Anderson sinemasının ilk dönemine ait olan bu film, onu ikinci dönemi yani üçlemesi ile tanıyanlar için şaşırtıcı olacaktır. Zira Anderson’un ilk dönemi ile ikinci dönemi fazlasıyla farklı bir rota izlemektedir. Bana kalırsa her ne kadar üçlemesinin yeri ayrı olsa da En kärlekshistoria’nın bugüne kadar yapılmış zaten ender sayıda olan, ilk aşk ve büyüme hikâyesini bir potada eriten başarılı filmlerden biri. Üstelik Annika ile Pär’ın bizzat bizlerin huzurunda tanışıp, âşık olmaları ve o aşkı yaşamaları öylesine saf, duru, öylesine masum ki… Büyüklerin dünyasına çok da dokunmadan, onlara bağlı ama ellerinden geldiği kadar da bağımsız, onlara uyumlu ama birçok açıdan da çok farklı bir hayat yaşar karakterlerimiz. Hayatta en mühim olan şey sonuçta kendileri ve aşkları olur. Zira büyüklerin yaşamları, yaptıkları artık onlara hiçbir şekilde mutluluk getirmemektedir.
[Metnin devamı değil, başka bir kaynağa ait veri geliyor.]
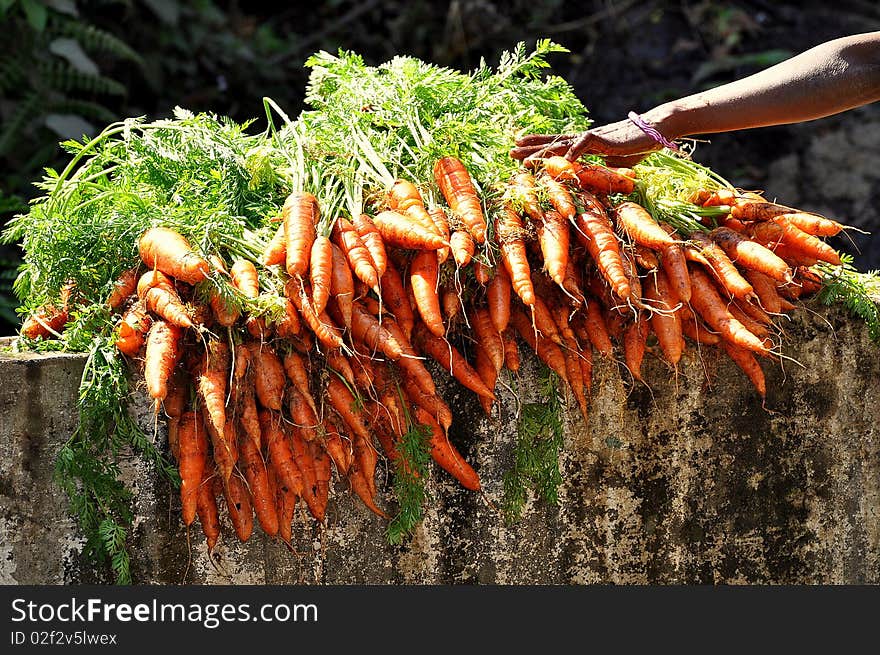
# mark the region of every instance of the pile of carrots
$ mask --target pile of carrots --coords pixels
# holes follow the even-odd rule
[[[407,466],[399,445],[413,428],[441,468],[480,490],[448,439],[454,413],[432,371],[488,415],[523,344],[585,420],[594,354],[622,351],[642,380],[646,351],[675,369],[690,344],[717,346],[763,398],[774,320],[820,288],[812,265],[840,264],[823,241],[840,223],[732,188],[695,193],[692,205],[715,216],[683,229],[638,202],[632,169],[534,160],[491,202],[455,157],[433,172],[396,180],[372,215],[323,216],[294,190],[260,261],[196,252],[167,227],[140,235],[141,264],[107,299],[116,346],[142,362],[167,417],[184,523],[198,518],[209,548],[221,506],[240,540],[256,517],[289,543],[300,499],[324,520],[333,469],[385,517],[377,463]],[[425,184],[445,203],[426,206]],[[282,303],[268,300],[273,288]],[[63,311],[47,308],[23,334],[51,336]]]

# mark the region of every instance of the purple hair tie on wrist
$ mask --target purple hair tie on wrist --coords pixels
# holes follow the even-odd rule
[[[681,148],[679,148],[675,143],[660,134],[660,131],[656,127],[642,120],[642,117],[634,111],[631,111],[629,114],[627,114],[627,118],[635,123],[642,132],[654,139],[654,141],[659,143],[661,146],[669,148],[670,150],[674,150],[675,152],[681,152]]]

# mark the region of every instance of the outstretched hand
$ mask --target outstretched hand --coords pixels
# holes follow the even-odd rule
[[[631,166],[660,149],[654,139],[630,120],[609,123],[580,134],[526,134],[510,151],[514,159],[564,156],[571,161],[582,154],[604,155],[609,166]]]

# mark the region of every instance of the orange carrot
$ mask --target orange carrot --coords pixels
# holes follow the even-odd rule
[[[649,273],[660,268],[660,260],[657,258],[657,253],[650,248],[637,243],[633,246],[632,252],[633,259],[639,268],[648,271]],[[682,255],[682,258],[683,257],[684,255]]]
[[[138,298],[147,310],[180,328],[193,327],[186,307],[174,289],[174,283],[159,271],[148,271],[138,280]]]
[[[348,469],[354,458],[354,453],[351,449],[351,442],[342,438],[339,430],[336,429],[333,422],[326,416],[324,417],[323,426],[325,434],[324,448],[327,450],[327,454],[330,455],[330,458],[336,465],[336,470],[339,471],[341,475],[345,475],[348,473]]]
[[[238,540],[247,541],[254,531],[254,508],[250,493],[238,475],[229,478],[229,483],[223,487],[223,497]]]
[[[518,171],[508,187],[510,200],[522,207],[526,215],[538,223],[544,220],[544,211],[538,202],[535,177],[529,171]]]
[[[593,348],[606,359],[614,359],[614,345],[611,343],[611,335],[608,332],[608,326],[605,323],[605,317],[599,308],[598,301],[593,299],[587,301],[586,311],[583,314],[582,320],[582,333],[586,333]],[[575,321],[575,328],[578,328],[580,325],[579,321]]]
[[[791,269],[788,264],[760,243],[752,241],[729,227],[716,227],[709,233],[709,236],[721,246],[733,263],[739,264],[743,268],[759,271],[780,282],[791,281]]]
[[[437,420],[421,407],[416,407],[414,418],[419,425],[426,425],[431,429],[431,458],[465,489],[479,491],[479,475],[452,445]]]
[[[293,383],[293,386],[296,387],[309,404],[309,407],[312,408],[312,411],[317,414],[318,407],[309,388],[309,372],[306,369],[302,356],[293,350],[289,350],[284,354],[283,364],[287,379]]]
[[[726,340],[757,353],[767,354],[767,346],[727,309],[712,280],[699,267],[691,266],[691,305],[703,320]]]
[[[257,298],[260,295],[257,267],[250,260],[236,259],[232,268],[229,269],[229,277],[232,280],[232,286],[248,298]]]
[[[569,257],[568,265],[565,267],[565,277],[562,280],[562,288],[568,294],[569,302],[578,306],[586,302],[582,286],[580,270]]]
[[[443,315],[440,313],[440,296],[437,294],[439,282],[437,254],[432,250],[419,250],[409,266],[409,279],[419,315],[428,329],[438,337],[446,333]]]
[[[284,225],[284,266],[291,277],[303,276],[309,270],[309,256],[315,240],[320,212],[318,199],[311,193],[291,193],[281,208]]]
[[[214,496],[211,475],[206,469],[196,495],[196,513],[199,517],[199,523],[202,524],[202,532],[205,533],[208,552],[214,550],[217,539],[220,537],[220,512],[217,509],[217,498]]]
[[[428,217],[430,220],[430,216]],[[414,223],[412,219],[396,211],[386,210],[373,217],[376,228],[385,240],[391,244],[408,250],[438,250],[448,245],[433,227],[424,227]]]
[[[380,351],[389,359],[399,359],[403,349],[397,339],[360,303],[353,303],[351,333],[372,351]]]
[[[474,368],[468,363],[458,349],[447,343],[443,338],[434,336],[423,324],[418,324],[413,331],[414,345],[421,352],[429,355],[449,371],[456,380],[478,396],[495,400],[495,394],[483,383]]]
[[[425,368],[424,362],[419,355],[413,350],[412,344],[403,332],[400,324],[392,318],[386,317],[382,322],[382,326],[388,330],[391,336],[400,344],[401,355],[395,361],[395,364],[404,371],[416,385],[425,393],[436,394],[437,387],[434,385],[434,379],[431,373]]]
[[[706,266],[724,290],[733,298],[749,298],[754,294],[749,284],[727,253],[721,249],[705,232],[690,234],[685,256],[691,261],[699,261]],[[693,268],[690,268],[693,271]],[[691,275],[691,300],[693,300],[693,275]]]
[[[348,357],[342,353],[341,348],[328,350],[324,355],[324,361],[327,364],[327,368],[330,368],[341,375],[342,379],[348,382],[351,386],[355,385],[354,370],[351,367],[351,362],[349,362]]]
[[[295,386],[287,388],[286,398],[291,422],[302,428],[302,435],[306,441],[311,441],[317,435],[318,415]]]
[[[299,498],[286,485],[283,484],[275,474],[272,466],[266,468],[267,477],[269,478],[269,487],[275,494],[275,514],[278,516],[278,536],[281,540],[290,545],[293,538],[293,517],[296,514],[296,503]]]
[[[205,346],[204,360],[198,371],[198,391],[205,408],[205,426],[214,441],[215,454],[218,444],[231,454],[232,444],[224,439],[226,429],[226,380],[229,375],[229,348],[219,339],[212,339]],[[218,463],[219,464],[219,463]],[[235,464],[232,460],[231,464]],[[223,482],[229,479],[232,468],[220,468]]]
[[[355,435],[352,443],[354,447],[354,460],[356,462],[354,468],[363,475],[370,497],[375,498],[377,494],[376,464],[379,461],[378,453],[373,447],[372,441],[365,437]]]
[[[239,348],[244,350],[244,348]],[[257,395],[254,391],[254,383],[251,376],[248,376],[242,391],[238,394],[237,416],[238,423],[244,434],[257,447],[257,450],[263,447],[263,435],[260,430],[259,411],[257,410]]]
[[[287,241],[285,240],[284,223],[278,225],[269,245],[263,251],[260,262],[263,266],[276,266],[287,261]]]
[[[428,232],[441,235],[434,219],[425,209],[425,203],[418,187],[409,180],[398,179],[391,185],[391,189],[388,191],[388,208],[409,217]]]
[[[137,289],[138,277],[137,266],[122,271],[122,274],[113,283],[110,295],[107,296],[107,307],[111,310],[118,309]]]
[[[354,394],[336,376],[327,380],[327,399],[342,418],[348,429],[358,437],[370,442],[370,430],[367,427],[363,411],[358,409]]]
[[[141,346],[144,345],[144,339],[152,323],[153,319],[140,303],[136,303],[126,310],[117,327],[116,347],[119,351],[129,357],[137,355]]]
[[[389,263],[385,270],[385,275],[381,280],[382,300],[385,306],[394,314],[400,327],[406,333],[407,337],[412,334],[412,327],[415,321],[412,305],[406,296],[406,289],[403,287],[403,278],[400,271],[393,263]]]
[[[535,304],[535,288],[522,234],[522,220],[513,207],[505,205],[495,219],[495,238],[513,290],[524,304],[531,306]]]
[[[434,181],[453,213],[464,222],[477,243],[486,242],[486,218],[473,180],[456,157],[442,157],[434,164]]]
[[[270,537],[278,534],[278,513],[275,509],[275,496],[269,490],[269,476],[260,451],[249,439],[241,443],[241,463],[244,477],[253,499],[254,511],[260,527]]]
[[[25,319],[21,326],[21,334],[28,339],[53,339],[56,333],[64,329],[70,313],[64,307],[47,304],[39,307]]]
[[[449,237],[449,249],[457,266],[467,266],[473,259],[476,246],[470,232],[453,230]]]
[[[443,240],[446,242],[450,242],[452,238],[451,231],[449,229],[449,217],[446,215],[446,210],[444,210],[439,205],[436,207],[432,207],[428,211],[428,215],[431,217],[431,220],[434,221],[434,226],[437,228],[437,232],[443,237]],[[447,259],[449,259],[449,255],[451,254],[451,246],[443,246],[442,248],[437,250],[437,262],[442,264]],[[473,255],[473,253],[471,253]]]
[[[296,305],[289,298],[284,299],[284,314],[273,324],[275,335],[281,339],[290,339],[302,332],[302,321]]]
[[[180,417],[186,411],[189,385],[180,367],[174,369],[162,409],[168,417],[168,447],[174,459],[180,458]]]
[[[376,227],[379,228],[378,222]],[[385,241],[387,242],[388,239],[386,238]],[[342,249],[355,277],[371,289],[376,289],[379,284],[379,274],[373,264],[373,257],[357,229],[347,218],[339,216],[333,223],[333,242]]]
[[[665,223],[661,223],[660,227],[668,234],[675,232]],[[683,303],[689,302],[691,299],[691,278],[687,270],[684,248],[678,242],[667,246],[660,251],[660,260],[669,285],[675,291],[675,296]]]
[[[722,340],[717,333],[710,332],[709,328],[703,325],[702,321],[699,321],[695,316],[683,315],[681,317],[681,331],[686,337],[690,337],[697,343],[706,346],[718,345]]]
[[[602,203],[588,192],[581,192],[584,211],[575,216],[575,230],[581,244],[596,262],[602,276],[621,299],[630,296],[629,278],[620,258],[614,228]]]
[[[538,242],[544,257],[544,270],[556,284],[565,288],[570,234],[568,223],[555,210],[544,213],[544,220],[535,223]]]
[[[156,412],[168,393],[168,380],[180,355],[180,330],[165,321],[154,321],[147,334],[144,379]]]
[[[474,307],[471,310],[470,322],[477,343],[482,345],[497,374],[504,366],[504,343],[501,339],[501,334],[492,323],[492,317],[489,316],[488,308]],[[486,386],[489,385],[487,384]]]
[[[754,223],[751,232],[761,243],[781,242],[796,252],[819,261],[839,265],[840,255],[819,237],[804,232],[786,218],[777,216],[771,221]]]
[[[440,309],[447,325],[451,325],[453,319],[461,313],[461,298],[455,287],[448,281],[440,289]]]
[[[764,371],[761,370],[761,365],[755,359],[755,356],[749,350],[740,348],[726,340],[721,341],[721,347],[724,348],[724,352],[727,353],[728,357],[748,376],[761,398],[765,398],[767,396],[767,384],[764,379]]]
[[[312,283],[312,307],[320,314],[330,299],[330,284],[333,277],[333,249],[328,239],[319,234],[312,242],[309,263],[309,279]]]
[[[761,306],[771,314],[779,314],[782,311],[782,304],[779,292],[776,291],[777,282],[758,271],[747,270],[744,275],[755,290]]]
[[[674,293],[666,273],[662,270],[649,275],[645,280],[645,298],[651,301],[653,310],[649,319],[651,328],[657,335],[663,355],[673,366],[678,364],[684,350],[681,319],[676,311],[678,303]]]
[[[388,518],[388,515],[376,505],[373,494],[370,492],[370,486],[367,483],[367,476],[358,466],[352,466],[349,469],[348,481],[351,483],[352,490],[371,512],[383,519]]]
[[[354,229],[357,230],[364,247],[370,253],[370,259],[373,261],[373,268],[376,269],[376,274],[381,278],[385,274],[385,268],[388,266],[388,254],[385,252],[385,242],[382,240],[382,235],[368,214],[352,216],[351,222],[354,225]]]
[[[495,277],[486,285],[489,317],[498,332],[503,332],[510,320],[510,276],[503,266],[495,269]]]
[[[312,301],[309,299],[310,293],[307,285],[298,283],[291,278],[284,285],[285,295],[293,302],[294,306],[299,310],[300,315],[305,319],[306,324],[311,328],[312,332],[318,337],[318,340],[327,348],[338,348],[342,345],[342,334],[338,327],[330,320],[326,313],[318,315],[312,307]]]
[[[501,338],[504,343],[504,367],[516,373],[519,370],[519,348],[510,328],[501,333]]]
[[[623,358],[630,374],[639,382],[643,381],[642,360],[645,357],[647,338],[648,327],[641,315],[623,331]]]
[[[660,227],[650,212],[638,203],[630,201],[620,203],[614,208],[614,219],[635,243],[659,251],[675,245],[675,240]]]
[[[607,166],[588,162],[573,162],[560,155],[542,160],[544,171],[554,180],[577,183],[581,189],[594,193],[630,194],[634,181],[625,174]]]
[[[568,371],[562,349],[550,339],[536,334],[531,321],[519,308],[511,310],[510,323],[535,354],[567,383],[569,381]]]
[[[181,234],[167,227],[152,227],[138,239],[138,252],[147,268],[198,284],[211,272],[208,262],[196,253]]]
[[[492,279],[492,268],[479,259],[473,261],[474,280],[476,280],[477,284],[480,286],[486,286],[489,283],[489,280]]]
[[[577,208],[575,207],[574,200],[571,198],[571,193],[569,193],[565,185],[545,173],[539,176],[538,181],[546,190],[547,199],[553,205],[553,209],[559,212],[565,220],[572,220],[577,213]]]
[[[535,304],[532,306],[532,321],[535,329],[541,335],[556,344],[562,345],[562,337],[559,335],[556,321],[553,320],[553,314],[540,295],[535,296]]]
[[[840,231],[843,229],[843,225],[835,220],[807,212],[782,214],[776,217],[775,220],[790,223],[807,234],[817,237],[833,237],[840,234]]]
[[[196,517],[199,486],[204,479],[208,458],[208,439],[201,418],[195,412],[180,417],[178,471],[183,523],[191,525]]]
[[[730,215],[743,221],[769,221],[780,214],[787,214],[791,209],[775,202],[737,197],[731,203]]]
[[[211,255],[210,257],[212,268],[221,274],[229,275],[226,271],[226,264],[223,263],[223,260],[220,259],[217,255]],[[214,284],[215,288],[211,289],[211,295],[209,298],[209,304],[211,306],[211,311],[214,314],[214,319],[217,321],[219,325],[223,327],[229,327],[238,320],[240,315],[238,307],[228,302],[227,299],[223,297],[223,293],[221,291],[220,285],[222,282],[219,280],[215,280]]]
[[[330,498],[330,457],[317,441],[309,442],[312,462],[315,468],[315,508],[314,517],[323,522]]]
[[[330,295],[339,308],[342,315],[342,324],[351,329],[351,303],[354,300],[354,279],[352,278],[351,268],[348,259],[342,248],[335,243],[330,244],[333,265],[331,272],[333,277],[330,278]]]
[[[257,400],[266,409],[280,410],[285,386],[284,365],[268,344],[250,342],[247,347],[251,351]]]
[[[635,173],[630,168],[609,168],[589,162],[581,162],[580,170],[577,172],[582,189],[607,194],[632,193],[635,188],[634,176]]]
[[[281,415],[264,409],[260,411],[259,421],[263,441],[269,451],[269,461],[278,481],[295,495],[302,496],[303,477],[293,459],[287,436],[281,430]]]

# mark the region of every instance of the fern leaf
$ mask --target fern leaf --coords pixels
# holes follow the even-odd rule
[[[40,102],[41,95],[36,91],[19,102],[15,112],[3,126],[3,132],[0,133],[0,157],[12,150],[19,142],[25,126],[37,115]]]
[[[53,31],[59,35],[69,36],[91,52],[106,52],[118,59],[133,61],[143,66],[144,60],[125,41],[94,25],[76,20],[63,19]]]
[[[125,87],[116,80],[103,75],[82,73],[62,61],[41,62],[37,69],[40,81],[53,91],[125,95]]]

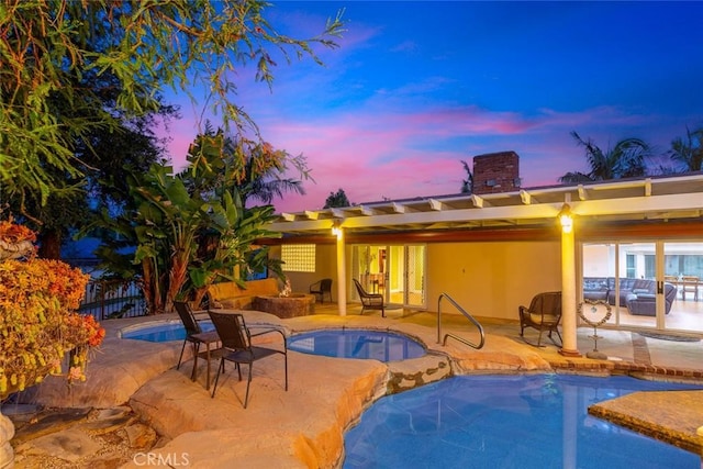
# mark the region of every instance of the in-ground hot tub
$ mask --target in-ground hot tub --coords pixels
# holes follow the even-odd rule
[[[404,334],[365,328],[331,328],[295,334],[288,348],[303,354],[337,358],[397,361],[423,357],[424,345]]]
[[[306,316],[315,311],[315,297],[305,293],[292,293],[288,297],[254,297],[252,308],[283,319]]]

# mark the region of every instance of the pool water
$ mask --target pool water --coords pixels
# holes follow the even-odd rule
[[[214,331],[212,321],[199,321],[202,332]],[[122,332],[122,338],[148,342],[183,340],[186,330],[180,321],[137,326]]]
[[[290,350],[337,358],[366,358],[395,361],[426,354],[419,342],[388,331],[339,328],[313,331],[288,339]]]
[[[384,397],[345,435],[344,468],[700,468],[692,453],[588,415],[636,391],[701,389],[629,377],[455,377]]]

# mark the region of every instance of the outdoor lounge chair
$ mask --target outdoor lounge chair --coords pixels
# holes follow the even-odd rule
[[[183,323],[183,327],[186,328],[186,338],[183,339],[183,346],[180,348],[180,357],[178,357],[178,366],[176,369],[180,369],[180,362],[183,359],[183,351],[186,350],[186,344],[191,343],[193,346],[193,370],[190,373],[190,379],[192,381],[197,378],[198,372],[198,357],[200,355],[205,356],[205,360],[208,361],[208,376],[205,378],[205,389],[210,389],[210,360],[215,358],[212,355],[213,351],[217,351],[220,349],[219,346],[211,348],[212,344],[217,345],[220,343],[220,337],[215,331],[202,332],[200,328],[200,324],[196,320],[193,311],[190,309],[190,305],[185,301],[175,301],[174,308],[178,312],[180,316],[180,321]],[[205,351],[200,351],[200,345],[205,345]]]
[[[361,314],[364,314],[364,310],[381,310],[381,316],[386,317],[383,295],[380,293],[367,293],[357,279],[353,280],[356,286],[356,291],[359,293],[359,299],[361,300]]]
[[[237,372],[239,373],[239,381],[242,381],[242,364],[249,366],[249,376],[246,382],[246,395],[244,397],[244,409],[249,401],[249,384],[252,383],[252,368],[254,368],[254,361],[261,358],[266,358],[270,355],[281,354],[284,362],[286,373],[286,391],[288,391],[288,347],[286,345],[286,335],[282,331],[277,328],[269,328],[256,334],[252,334],[247,328],[244,316],[239,313],[217,313],[209,311],[210,319],[222,339],[224,351],[220,358],[220,367],[217,367],[217,376],[215,377],[215,384],[212,388],[212,398],[215,397],[217,390],[217,381],[220,375],[224,372],[224,362],[233,361],[236,364]],[[278,333],[283,339],[283,347],[269,348],[252,345],[252,337],[261,336],[264,334]]]
[[[556,345],[561,346],[561,334],[559,334],[559,322],[561,321],[561,292],[560,291],[550,291],[546,293],[537,293],[535,298],[532,299],[532,303],[529,303],[529,308],[520,306],[520,336],[523,337],[529,345],[535,345],[529,343],[525,336],[524,332],[526,327],[533,327],[539,331],[539,337],[537,338],[537,347],[543,347],[542,345],[542,334],[545,331],[548,331],[548,337]],[[554,339],[551,333],[556,332],[559,337],[559,343]]]
[[[322,279],[310,286],[310,293],[320,297],[320,302],[325,302],[325,293],[332,302],[332,279]]]

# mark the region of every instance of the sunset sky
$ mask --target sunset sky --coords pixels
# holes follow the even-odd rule
[[[461,160],[502,150],[520,155],[524,188],[551,186],[588,170],[571,131],[660,155],[703,126],[703,2],[274,1],[266,18],[306,38],[342,9],[324,66],[280,58],[272,90],[239,74],[236,101],[265,139],[312,169],[278,212],[341,188],[353,203],[458,193]],[[201,109],[170,100],[178,168]]]

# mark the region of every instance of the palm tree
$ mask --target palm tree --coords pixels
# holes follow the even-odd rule
[[[681,137],[671,142],[669,156],[678,163],[683,172],[703,170],[703,127],[691,132],[685,129],[685,141]]]
[[[585,147],[585,158],[591,167],[590,172],[567,172],[559,178],[560,182],[604,181],[609,179],[633,178],[645,176],[649,156],[649,145],[639,138],[624,138],[607,152],[603,152],[591,139],[582,139],[578,133],[571,132],[578,145]]]

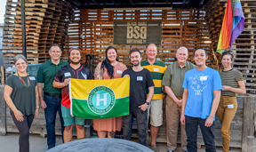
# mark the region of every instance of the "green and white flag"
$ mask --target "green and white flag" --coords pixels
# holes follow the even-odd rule
[[[101,119],[129,115],[130,77],[107,80],[71,78],[71,116]]]

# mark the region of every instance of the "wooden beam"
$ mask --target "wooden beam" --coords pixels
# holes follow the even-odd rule
[[[6,103],[4,99],[4,85],[0,85],[0,135],[6,135]]]
[[[117,5],[114,0],[111,0],[111,2],[115,4],[116,7],[117,7]]]
[[[131,5],[133,7],[133,2],[132,0],[130,0]]]

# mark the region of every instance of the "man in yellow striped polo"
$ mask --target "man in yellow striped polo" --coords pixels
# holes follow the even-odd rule
[[[158,127],[163,124],[162,79],[167,67],[164,61],[156,60],[157,47],[155,44],[148,44],[146,54],[147,59],[141,61],[141,66],[150,71],[155,84],[154,96],[150,102],[150,134],[151,148],[156,150]]]

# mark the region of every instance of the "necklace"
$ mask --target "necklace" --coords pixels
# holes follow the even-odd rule
[[[17,72],[17,75],[19,76],[19,78],[22,81],[23,84],[28,88],[30,86],[30,82],[29,82],[29,78],[28,78],[28,74],[27,73],[27,81],[28,81],[28,84],[26,84],[26,83],[24,82],[24,80],[20,77],[20,76],[19,75],[19,72]]]

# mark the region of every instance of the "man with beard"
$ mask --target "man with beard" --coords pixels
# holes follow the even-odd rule
[[[188,137],[187,149],[196,152],[197,129],[200,126],[205,151],[215,152],[213,121],[222,90],[221,79],[218,71],[208,68],[205,50],[194,52],[196,68],[186,72],[182,87],[182,110],[180,122],[186,126]]]
[[[41,103],[41,107],[44,108],[47,131],[47,145],[48,148],[52,148],[55,147],[56,143],[55,119],[57,112],[59,112],[60,116],[61,134],[63,134],[64,131],[64,122],[60,108],[61,91],[60,89],[54,88],[52,86],[52,82],[55,75],[57,74],[57,71],[62,66],[68,65],[68,63],[60,60],[60,46],[56,44],[52,44],[50,46],[49,54],[51,59],[40,65],[37,71],[36,79],[38,82],[37,88],[39,102]]]
[[[147,109],[154,94],[154,83],[150,72],[140,66],[142,57],[140,50],[131,50],[130,56],[132,68],[122,75],[130,76],[130,114],[123,116],[123,134],[124,140],[131,140],[133,117],[136,117],[139,143],[147,146]]]
[[[176,52],[177,61],[167,67],[162,84],[167,93],[166,97],[166,137],[168,152],[174,152],[177,148],[178,129],[181,113],[182,84],[187,71],[196,68],[187,61],[188,52],[186,47],[180,47]],[[185,125],[180,125],[181,148],[187,151],[187,135]]]
[[[81,51],[79,49],[70,49],[68,60],[69,65],[62,67],[57,73],[53,87],[61,89],[61,111],[64,120],[65,130],[63,132],[64,143],[69,142],[73,138],[72,129],[74,124],[76,127],[77,139],[84,138],[84,119],[71,116],[68,82],[70,78],[92,79],[92,74],[90,69],[80,63]]]

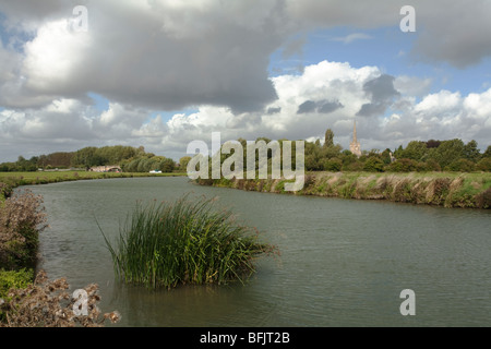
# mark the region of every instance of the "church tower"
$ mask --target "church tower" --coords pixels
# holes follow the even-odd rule
[[[355,123],[352,127],[352,142],[349,144],[349,151],[358,157],[361,156],[360,142],[358,142],[358,140],[357,140],[357,121],[356,120],[355,120]]]

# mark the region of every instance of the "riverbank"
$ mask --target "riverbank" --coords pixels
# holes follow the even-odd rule
[[[491,208],[491,173],[308,172],[303,189],[288,192],[286,180],[197,180],[199,184],[268,193],[358,200],[387,200],[444,207]]]
[[[133,177],[176,177],[188,176],[185,172],[147,173],[147,172],[91,172],[91,171],[36,171],[36,172],[0,172],[0,196],[9,194],[9,190],[21,185],[48,184],[65,181],[133,178]],[[2,188],[2,184],[3,188]],[[7,191],[2,193],[2,191]]]

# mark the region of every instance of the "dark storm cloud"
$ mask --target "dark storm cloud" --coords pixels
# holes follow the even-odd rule
[[[41,96],[47,101],[53,96],[83,98],[92,92],[160,110],[217,105],[240,113],[277,98],[267,65],[291,33],[284,1],[82,2],[89,21],[87,33],[80,35],[57,24],[73,16],[73,2],[0,8],[23,27],[39,26],[26,43],[20,69],[25,81],[19,80],[11,92],[17,100],[9,105],[5,96],[5,106],[35,106]],[[38,23],[40,19],[48,22]],[[44,60],[47,47],[51,62]]]
[[[307,113],[315,111],[321,113],[330,113],[343,107],[344,106],[339,103],[339,100],[334,101],[330,101],[326,99],[319,101],[306,100],[298,107],[297,113]]]
[[[400,94],[394,88],[394,76],[382,74],[363,84],[363,92],[371,99],[363,104],[357,116],[371,117],[383,115],[395,97]]]
[[[271,115],[273,115],[273,113],[278,113],[278,112],[280,112],[280,111],[282,111],[282,107],[277,107],[277,108],[270,107],[270,108],[267,108],[266,113],[267,113],[268,116],[271,116]]]
[[[318,103],[318,105],[320,106],[318,111],[322,112],[322,113],[330,113],[333,112],[334,110],[337,110],[339,108],[343,108],[344,106],[339,103],[339,100],[335,100],[335,101],[321,101]]]
[[[306,100],[300,106],[298,106],[297,113],[306,113],[315,111],[316,104],[313,100]]]

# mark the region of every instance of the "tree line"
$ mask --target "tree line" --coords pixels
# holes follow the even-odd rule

Arada büyüklerin dünyasında yaşanılan sorunların, hesaplaşmaların, yenilgilerin gölgesi her ne kadar gençlerimize gölge düşürse de onlar her şeye rağmen umudu diri tutan bir yol izliyorlar. Birbirlerinden güç alarak hayata tutunan Annika ile Pär’ın bu muhteşem hikâyesi, bir kez daha Anderson karşısında şapka çıkarmamızı sağlıyor.




5)Giliap – 1975

Anderson’un kariyerinin ikinci filmi olan Giliap, ne yazık ki filmografisinin en zayıf halkası olmuştur. Anderson’un aslında kendi tarzını bulduğu üçlemeden önce çektiği ve benimseyeceği tarzının ilk nüvelerini verdiği bu film, tam olarak bir fiyaskoya dönüşmüştür. Eleştirmenler tarafından beğenilmeyen film, gişede de batmış ve ne yazık ki hayal kırıklığı olmuştur. Anderson’un sinemaya da uzun bir süre ara vermesine sebep olan bu talihsizlik neyse ki Yaşayanlar Üçlemesi ile telafi edilmiştir.